Another era that you were critical of was her Rainbow era, because that was the period where she was attempting to fit into the bubblegum pop mold. If it weren't Rainbow, what would you have wanted to hear from Mariah in 1999?
I worried about that part because Rainbow is beloved by a lot of Lambs and it has wonderful moments. Visually, Rainbow is so queer-coded; it’s called Rainbow, the cover photo was done by David LaChapelle, who aesthetically has a very gay campy style. But for me, it is the album with the most skips. Still, to this day, no matter how much I listen to it, it sounds a little thrown together. I learned in the memoir that she recorded it in three months in a desperate attempt to get out of her recording contract at Sony Music, after the divorce from Tommy Mottola.
But I appreciate that she was digging into different sides of hip-hop, because she has Master P and Mystikal on one of the deeper cuts. It’s great to hear their gruff New Orleans sound against her really pretty vocals. But what I would have loved to hear would have been more introspection. That does happen on a song called “Petals,” which is one of her darkest songs, but I would have loved to hear more in that vein, something more personal and soulful from her.

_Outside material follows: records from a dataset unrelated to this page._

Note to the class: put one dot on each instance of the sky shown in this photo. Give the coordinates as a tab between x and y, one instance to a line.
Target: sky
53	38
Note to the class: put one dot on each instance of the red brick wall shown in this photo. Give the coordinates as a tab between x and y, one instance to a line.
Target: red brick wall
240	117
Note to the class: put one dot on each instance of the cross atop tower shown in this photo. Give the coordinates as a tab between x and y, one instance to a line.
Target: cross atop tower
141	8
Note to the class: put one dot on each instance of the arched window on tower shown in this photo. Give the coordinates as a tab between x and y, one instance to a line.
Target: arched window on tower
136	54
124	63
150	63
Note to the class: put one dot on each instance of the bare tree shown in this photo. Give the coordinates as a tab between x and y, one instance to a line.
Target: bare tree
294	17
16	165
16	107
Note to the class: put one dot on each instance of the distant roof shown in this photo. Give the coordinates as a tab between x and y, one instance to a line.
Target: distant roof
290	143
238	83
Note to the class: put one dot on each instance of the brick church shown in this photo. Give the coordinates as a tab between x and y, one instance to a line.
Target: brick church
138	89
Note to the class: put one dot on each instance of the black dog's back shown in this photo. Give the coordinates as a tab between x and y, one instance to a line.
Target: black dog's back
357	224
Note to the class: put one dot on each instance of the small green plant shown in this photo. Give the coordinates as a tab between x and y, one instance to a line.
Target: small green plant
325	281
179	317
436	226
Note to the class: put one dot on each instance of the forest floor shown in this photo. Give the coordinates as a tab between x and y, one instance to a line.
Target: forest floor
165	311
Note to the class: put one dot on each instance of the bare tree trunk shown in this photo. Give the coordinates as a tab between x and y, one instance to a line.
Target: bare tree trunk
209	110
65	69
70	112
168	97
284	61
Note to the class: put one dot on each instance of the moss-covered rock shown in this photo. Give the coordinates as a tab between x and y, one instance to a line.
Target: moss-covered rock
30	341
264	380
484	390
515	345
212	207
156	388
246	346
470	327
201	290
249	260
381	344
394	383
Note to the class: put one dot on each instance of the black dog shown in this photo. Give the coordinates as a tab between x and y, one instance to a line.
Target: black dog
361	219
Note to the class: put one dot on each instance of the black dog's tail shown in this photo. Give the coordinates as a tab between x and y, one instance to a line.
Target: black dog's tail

Why Mariah Matters is honest about her personal struggles. Why do you think Mariah has persisted despite the ups and downs of her career?
I think music is a salvation for her. Even though she's not as not turning music out the way she was in the ‘90s, she still seems artistically hungry when she does put out music. I think of [Me. I Am Mariah…] The Elusive Chanteuse, the music on there is so searching, seeking, emotionally open – she still has what it takes to be an artist using her craft and her genius to make sense of her world.
There are many reasons why an artist can be great, it just so happens that what makes Mariah stand out is this idea of salvation. It's a little spiritual, it sounds a little mystical but her music, people talk about how it has saved their life. I think she takes that very seriously because she has spoken about how music saved her life.
How did documenting Mariah’s journey help you contextualize your own?
When you have loved an artist as long as I have loved Mariah, you can pinpoint memories and moments of your life to specific albums, specific songs, specific eras of her career. You know her persona so well that you can almost feel where she's at in her life through the music. These kinds of long-term pop star careers, the way we engage with them, we’re marking time in our own lives. The familiarity of her voice, the familiarity of those melodies, it's almost like solid ground on which to stand sometimes through the twists and turns of my own life. Her life is a story of resilience and she offers us fans an example of how to carry on.
This interview has been edited and condensed for clarity.